A "uberização" do trabalho na era tecnológica: precarização ou liberdade?
Enviada em 29/09/2021
Com o advento da terceira e quarta Revolução Indústrial, a tecnologia ganhou um espaço de grande importância, gerando uma desvalorização da mão de obra e intensificando o desemprego. A partir disso, surgiu uma nova forma de trabalho, a uberização, que é também uma alternativa para pessoas desempregadas terem uma renda para sobreviver, porém, ela possui pontos negativos, como a precarização da vida do trabalhador.
De início, é válido ressaltar que, segundo o Instituto Brasileiro de Geografia e Estatística (IBGE) cerca de 13 milhões de brasileiros estão desempregados, por isso, muitos buscam a uberização como uma forma de emprego para garantir o sustento da família. Mas o empreendedor não possui renda fixa, já que a sua remuneração é determinada por demandas, tendo por consequência a longa jornada de trabalho.
Outrossim, a uberização é uma forma de trabalho informal e não possui relação de patrão e empregado, pois a pessoa que trabalha é considerada parceira da empresa cadastrada. Logo, os motoristas se tornam microempreendedores, com isso, são obrigados a arcarem com os riscos e custos envolvidos no trabalho e são desprovidos de seus direitos trabalhistas garantido pela CLT, como férias, décimos terceiro e auxílio-doença.

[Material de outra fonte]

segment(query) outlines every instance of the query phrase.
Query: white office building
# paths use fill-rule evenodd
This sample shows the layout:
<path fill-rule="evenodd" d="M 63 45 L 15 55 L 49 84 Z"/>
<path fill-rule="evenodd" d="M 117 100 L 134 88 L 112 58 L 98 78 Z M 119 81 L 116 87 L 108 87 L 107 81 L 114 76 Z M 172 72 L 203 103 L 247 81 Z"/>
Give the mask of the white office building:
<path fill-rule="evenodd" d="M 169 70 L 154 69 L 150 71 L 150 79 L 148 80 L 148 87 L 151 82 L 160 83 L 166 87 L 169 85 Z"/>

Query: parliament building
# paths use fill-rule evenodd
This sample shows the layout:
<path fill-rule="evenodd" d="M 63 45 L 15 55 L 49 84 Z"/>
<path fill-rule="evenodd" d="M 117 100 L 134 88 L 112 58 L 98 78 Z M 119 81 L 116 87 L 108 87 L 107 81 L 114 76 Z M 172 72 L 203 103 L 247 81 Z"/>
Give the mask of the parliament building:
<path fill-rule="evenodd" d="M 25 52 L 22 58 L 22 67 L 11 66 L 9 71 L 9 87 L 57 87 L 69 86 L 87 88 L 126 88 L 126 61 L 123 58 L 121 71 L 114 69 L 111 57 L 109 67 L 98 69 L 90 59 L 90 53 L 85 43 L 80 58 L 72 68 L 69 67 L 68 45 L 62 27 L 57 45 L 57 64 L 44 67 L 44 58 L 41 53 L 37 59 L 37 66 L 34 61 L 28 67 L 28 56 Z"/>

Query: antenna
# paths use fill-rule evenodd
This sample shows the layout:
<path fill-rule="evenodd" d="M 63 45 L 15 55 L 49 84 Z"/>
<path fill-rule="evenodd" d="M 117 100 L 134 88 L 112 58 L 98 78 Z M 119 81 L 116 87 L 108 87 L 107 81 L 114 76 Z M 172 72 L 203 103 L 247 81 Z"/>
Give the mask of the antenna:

Portanto, medidas são essenciais para intervir nessa problemática, para isso é imprescindível que o recém-instituto Ministério do Trabalho, por meio de revisões na legislação trabalhista, confira as regras e os direitos comuns da CLT aos servidores da uberização, legalizando essa alternativa. Ademais, é dever do Ministério da justiça, em ação conjunta ao Ministério público do trabalho, intensificar as investigações e formalizar inquéritos conta empresas que mantiverem a precarização das condições do trabalho. Dessa forma, a uberização não será mais sinônimo de precariedade e insegurança, e sim uma oportunidade eficiente para geração de empregos.